Business

Poll body seeks to seed electoral rolls with Aadhaar

With the Election Commission of India (ECI) deciding to link voter identity cards with Aadhaar numbers, it faces the challenge of how to go about the mammoth task.

The decision to ‘seed’ the country’s electoral rolls with Aadhaar was taken earlier this month. The intention is to clean up the registers, fraught with fakes, duplicates and erroneous entries.

The direct method of going door to door to match the voter identity cards of 840 million residents with their Aadhaar numbers could be too tedious and time consuming.
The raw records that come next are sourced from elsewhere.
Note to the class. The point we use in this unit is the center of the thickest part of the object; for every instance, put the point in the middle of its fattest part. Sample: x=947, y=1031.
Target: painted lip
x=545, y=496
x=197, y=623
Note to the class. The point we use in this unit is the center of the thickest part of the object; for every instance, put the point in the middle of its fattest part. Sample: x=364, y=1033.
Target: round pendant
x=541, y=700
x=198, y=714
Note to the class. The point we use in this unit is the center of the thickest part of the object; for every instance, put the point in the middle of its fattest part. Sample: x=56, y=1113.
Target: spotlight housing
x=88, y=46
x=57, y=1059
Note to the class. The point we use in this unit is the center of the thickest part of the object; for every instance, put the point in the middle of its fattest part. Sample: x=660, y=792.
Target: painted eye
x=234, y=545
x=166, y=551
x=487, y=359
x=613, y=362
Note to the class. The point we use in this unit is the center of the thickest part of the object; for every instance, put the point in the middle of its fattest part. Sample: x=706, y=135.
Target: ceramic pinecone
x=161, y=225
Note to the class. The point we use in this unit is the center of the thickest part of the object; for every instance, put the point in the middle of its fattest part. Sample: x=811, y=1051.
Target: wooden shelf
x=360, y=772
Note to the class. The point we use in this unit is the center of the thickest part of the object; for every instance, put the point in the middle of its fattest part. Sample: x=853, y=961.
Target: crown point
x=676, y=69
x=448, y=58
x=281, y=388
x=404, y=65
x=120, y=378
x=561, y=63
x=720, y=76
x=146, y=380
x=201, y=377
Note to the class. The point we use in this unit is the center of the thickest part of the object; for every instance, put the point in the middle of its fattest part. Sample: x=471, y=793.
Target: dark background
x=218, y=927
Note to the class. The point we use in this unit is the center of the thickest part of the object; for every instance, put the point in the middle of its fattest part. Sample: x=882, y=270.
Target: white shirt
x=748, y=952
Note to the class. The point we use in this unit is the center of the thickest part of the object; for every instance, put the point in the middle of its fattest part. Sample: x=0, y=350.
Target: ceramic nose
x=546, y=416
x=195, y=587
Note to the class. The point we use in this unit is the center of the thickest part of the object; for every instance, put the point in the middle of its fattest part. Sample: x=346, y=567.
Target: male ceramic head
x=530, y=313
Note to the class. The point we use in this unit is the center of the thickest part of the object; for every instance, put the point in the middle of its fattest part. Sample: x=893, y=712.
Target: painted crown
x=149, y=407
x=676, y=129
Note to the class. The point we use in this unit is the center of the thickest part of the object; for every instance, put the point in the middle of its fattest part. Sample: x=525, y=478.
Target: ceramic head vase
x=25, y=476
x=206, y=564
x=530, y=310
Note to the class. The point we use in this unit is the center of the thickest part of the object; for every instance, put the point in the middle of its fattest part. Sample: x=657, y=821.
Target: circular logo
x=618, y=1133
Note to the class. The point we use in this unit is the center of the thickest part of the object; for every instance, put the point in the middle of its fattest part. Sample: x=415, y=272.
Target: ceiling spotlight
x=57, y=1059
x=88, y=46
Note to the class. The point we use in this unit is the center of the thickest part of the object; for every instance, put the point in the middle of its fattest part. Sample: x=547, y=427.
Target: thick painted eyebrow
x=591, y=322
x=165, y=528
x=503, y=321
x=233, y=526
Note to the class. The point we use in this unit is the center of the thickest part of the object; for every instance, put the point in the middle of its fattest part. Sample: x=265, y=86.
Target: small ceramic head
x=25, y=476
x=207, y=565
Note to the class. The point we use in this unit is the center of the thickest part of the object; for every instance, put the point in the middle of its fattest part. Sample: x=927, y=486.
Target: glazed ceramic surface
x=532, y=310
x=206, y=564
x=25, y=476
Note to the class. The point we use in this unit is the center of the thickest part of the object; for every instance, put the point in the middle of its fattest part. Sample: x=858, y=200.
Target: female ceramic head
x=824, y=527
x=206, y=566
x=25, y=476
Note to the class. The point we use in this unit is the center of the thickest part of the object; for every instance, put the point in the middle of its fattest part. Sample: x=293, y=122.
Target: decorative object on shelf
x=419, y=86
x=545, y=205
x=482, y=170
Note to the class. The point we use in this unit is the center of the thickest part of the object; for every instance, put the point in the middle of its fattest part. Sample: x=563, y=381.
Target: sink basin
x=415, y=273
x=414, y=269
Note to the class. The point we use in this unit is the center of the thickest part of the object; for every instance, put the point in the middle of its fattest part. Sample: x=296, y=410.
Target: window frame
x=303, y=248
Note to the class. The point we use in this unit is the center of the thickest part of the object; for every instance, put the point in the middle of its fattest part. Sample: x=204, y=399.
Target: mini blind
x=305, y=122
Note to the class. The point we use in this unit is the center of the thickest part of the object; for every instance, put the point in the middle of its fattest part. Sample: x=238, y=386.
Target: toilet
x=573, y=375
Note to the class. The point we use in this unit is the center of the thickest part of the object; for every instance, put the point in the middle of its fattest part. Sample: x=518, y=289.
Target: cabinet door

After much deliberation, the ECI has decided on a national campaign, encouraging voters to “voluntarily” list their UID numbers through a web portal and SMS, and also alert authorities about multiple cards issued against their name. Once the numbers are fed, these will be matched with the database of Unique Identification Authority of India (UIDAI) to authenticate the entries.

The commission hopes to complete the entire task of feeding the rolls with Aadhaar and seeding it with the electoral database by August 15 this year.

The country’s voter database is full of errors and duplicates, that can be detrimental to poll outcomes, said Praveen Chakravarty, founder trustee of IndiaSpend, and a former banker. “If this project gets executed, we will have the most efficient democracy in the world,” added Chakravarty, an electoral data scientist and who played a role in the early design of Aadhaar.

However, the timeline might be too ambitious, as a majority might not come forward to share their Aadhaar details. The ECI plan in such cases is to have block-level officers collect the information from door to door.

A massive print, television and digital campaign will be launched from next month to create awareness about the project, Umesh Sinha, deputy election commissioner, told Business Standard. A web portal has already been created, where voters can look up their names and feed their Aadhaar numbers. The process can also be completed through an SMS- based application, where residents can text their EPIC or voter ID number and Aadhaar, to a pre-defined number.

Authorised electoral registration officers will then be given access to UIDAI’s database, where they can view the details from both databases on ‘white listed’ computers on two windows, side by side. If the photograph and other details match, the number will be permanently fed into the roll; else, the record will be sent for re-verification. An alternative mechanism to authenticate the UID number will be through matching the biometrics through authentication devices. However, the second method will require the physical presence of the resident and might be used sparingly.

Sinha dismissed the privacy concerns about accessing the UIDAI database, saying only authorised officials will get access to it and they will have permission to only “view” the record. “Otherwise, how will we know who is who?” he questioned.

However, purifying of the rolls might be easier said than done, as ECI will not delete the names of residents whose Aadhaar number is not linked. Instead, a de-duplication software will scan the entire database and alert the resident in case of multiple entries. “If even after multiple appeals the person does not respond, legal action as defined by the law will be taken.”

Meanwhile, the Commission is creating a national duplicate register, to list all residents whose names appear more than once. The de-duplication software will match the photographs and other details to create a list.

With the scale of the task, Sinha admits the timeline could be a little “ambitious” but the hope is that the plan would work, more or less. So far, Aadhaar has issued about 790 million UID numbers in the country and hopes to cover the entire population by this June.